Manchester United chief executive David Gill believes that Premier League clubs have no excuses if they fail to comply with UEFA’s proposed rules on club expenditure.
The ‘financial fair play’ rules will start in 2012, but with a transitional period for three years after which all clubs will have to show they have broken even.
Currently, Manchester United have recorded losses in two out of the last three years once interest payments on their debts have been taken into account, but Gill insists there is enough money within English football to enable all clubs to balance their books.
“I think there is enough money in the Premier League that it should not be an issue,” Gill said. “If they are not complying now the transition mechanism means they can get their house in order.
“The Premier League is one of the wealthiest leagues in the world and there is no reason why they should not be able to comply with the rules.”
Gill was confident, however, that United would not fall foul of the spending rules despite the Glazer family’s debts.

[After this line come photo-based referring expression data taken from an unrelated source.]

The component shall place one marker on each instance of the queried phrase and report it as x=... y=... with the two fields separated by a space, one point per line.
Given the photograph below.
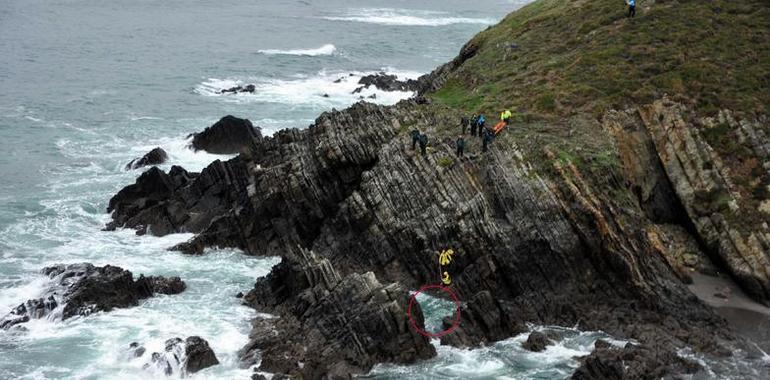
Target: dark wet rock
x=199 y=355
x=334 y=326
x=536 y=342
x=83 y=289
x=537 y=240
x=230 y=135
x=183 y=356
x=156 y=156
x=632 y=362
x=385 y=82
x=160 y=203
x=136 y=350
x=162 y=285
x=250 y=88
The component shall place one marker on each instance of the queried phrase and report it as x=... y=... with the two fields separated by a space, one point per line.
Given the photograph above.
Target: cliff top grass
x=578 y=56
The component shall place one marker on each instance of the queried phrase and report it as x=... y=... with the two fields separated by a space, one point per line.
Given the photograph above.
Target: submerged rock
x=183 y=357
x=386 y=82
x=230 y=135
x=250 y=88
x=83 y=289
x=632 y=362
x=156 y=156
x=536 y=342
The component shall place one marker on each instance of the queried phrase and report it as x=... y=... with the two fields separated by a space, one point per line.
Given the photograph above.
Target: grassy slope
x=579 y=56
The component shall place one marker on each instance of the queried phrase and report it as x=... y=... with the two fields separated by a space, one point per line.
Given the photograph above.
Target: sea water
x=88 y=85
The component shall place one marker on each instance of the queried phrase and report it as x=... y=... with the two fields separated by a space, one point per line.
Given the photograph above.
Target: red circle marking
x=456 y=322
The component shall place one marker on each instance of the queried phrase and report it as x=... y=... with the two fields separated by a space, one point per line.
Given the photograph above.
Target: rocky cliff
x=593 y=216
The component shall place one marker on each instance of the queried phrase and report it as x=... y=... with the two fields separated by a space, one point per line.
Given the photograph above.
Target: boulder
x=386 y=82
x=230 y=135
x=536 y=342
x=83 y=289
x=156 y=156
x=632 y=362
x=330 y=326
x=183 y=356
x=250 y=88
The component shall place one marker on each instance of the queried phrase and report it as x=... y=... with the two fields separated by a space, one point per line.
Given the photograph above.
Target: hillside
x=638 y=157
x=586 y=56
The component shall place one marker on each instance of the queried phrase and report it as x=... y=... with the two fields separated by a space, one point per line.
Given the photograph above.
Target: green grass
x=578 y=56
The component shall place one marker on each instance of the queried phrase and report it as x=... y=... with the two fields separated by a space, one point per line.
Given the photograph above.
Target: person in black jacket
x=460 y=146
x=423 y=144
x=415 y=138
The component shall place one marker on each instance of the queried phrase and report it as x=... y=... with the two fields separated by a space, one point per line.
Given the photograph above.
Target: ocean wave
x=325 y=90
x=407 y=17
x=327 y=49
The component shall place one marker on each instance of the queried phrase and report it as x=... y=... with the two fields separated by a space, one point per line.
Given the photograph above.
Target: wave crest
x=327 y=49
x=407 y=17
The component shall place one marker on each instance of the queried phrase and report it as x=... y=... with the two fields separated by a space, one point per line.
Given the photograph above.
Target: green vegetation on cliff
x=573 y=56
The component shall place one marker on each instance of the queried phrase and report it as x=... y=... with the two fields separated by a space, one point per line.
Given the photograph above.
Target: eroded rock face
x=545 y=242
x=83 y=289
x=181 y=357
x=632 y=362
x=330 y=326
x=156 y=156
x=717 y=171
x=230 y=135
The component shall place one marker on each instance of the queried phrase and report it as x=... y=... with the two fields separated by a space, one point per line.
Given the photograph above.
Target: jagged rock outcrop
x=249 y=88
x=536 y=342
x=547 y=243
x=230 y=135
x=156 y=156
x=182 y=357
x=718 y=191
x=632 y=362
x=330 y=326
x=83 y=289
x=386 y=82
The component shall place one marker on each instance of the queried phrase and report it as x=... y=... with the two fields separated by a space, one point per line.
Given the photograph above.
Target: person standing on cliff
x=424 y=144
x=481 y=122
x=460 y=146
x=486 y=138
x=415 y=137
x=506 y=116
x=464 y=123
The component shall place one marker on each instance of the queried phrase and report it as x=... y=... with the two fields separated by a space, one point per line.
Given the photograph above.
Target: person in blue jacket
x=481 y=121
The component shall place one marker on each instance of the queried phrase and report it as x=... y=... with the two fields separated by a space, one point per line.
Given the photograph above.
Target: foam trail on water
x=406 y=17
x=327 y=49
x=325 y=90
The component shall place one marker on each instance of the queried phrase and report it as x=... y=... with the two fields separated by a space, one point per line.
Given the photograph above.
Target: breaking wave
x=407 y=17
x=327 y=49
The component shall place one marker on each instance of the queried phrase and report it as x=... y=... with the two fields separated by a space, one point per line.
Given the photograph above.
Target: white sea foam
x=325 y=90
x=504 y=359
x=327 y=49
x=406 y=17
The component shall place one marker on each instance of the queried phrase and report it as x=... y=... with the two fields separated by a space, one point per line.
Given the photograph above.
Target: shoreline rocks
x=385 y=82
x=329 y=326
x=83 y=289
x=154 y=157
x=230 y=135
x=184 y=357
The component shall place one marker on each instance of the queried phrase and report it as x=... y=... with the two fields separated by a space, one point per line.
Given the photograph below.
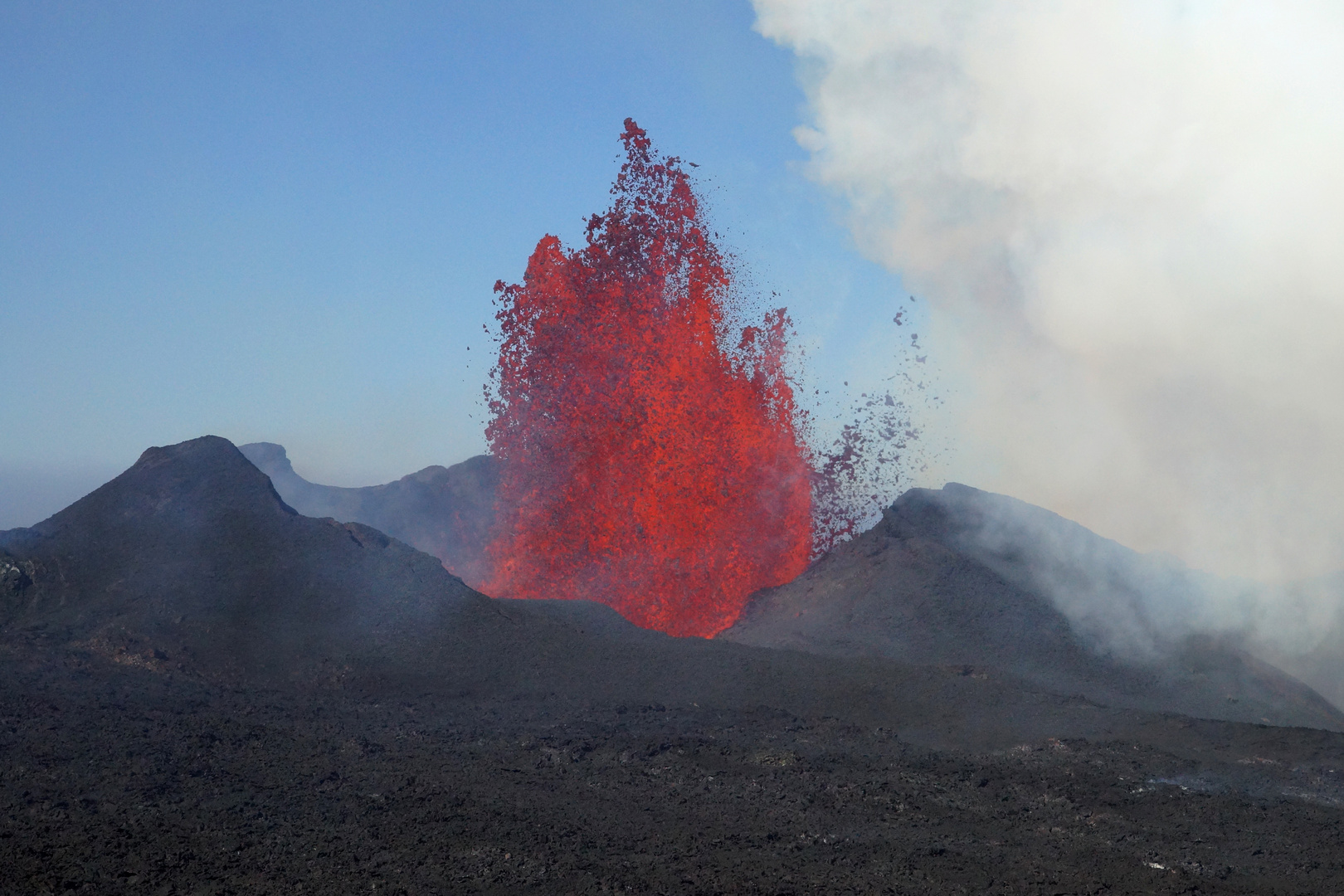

“We have seen what the proposals are and we would meet the financial break-even rules,” he said. “We as Manchester United have always been run professionally and will continue to be run professionally.”
Gill was speaking following a meeting of the European Club Association (ECA) in Manchester where member clubs announced they had persuaded UEFA to delay full implementation of the new rules from 2012 to 2015.
Clubs’ finances will be assessed over a rolling three-year period to ensure they comply with the UEFA rules before they are allowed to participate in the Champions League of Europa League.
A UEFA proposal that the new plans apply only to clubs with a turnover of 50million euros is being opposed by the Premier League and the ECA who say all clubs should be subjected to the same test.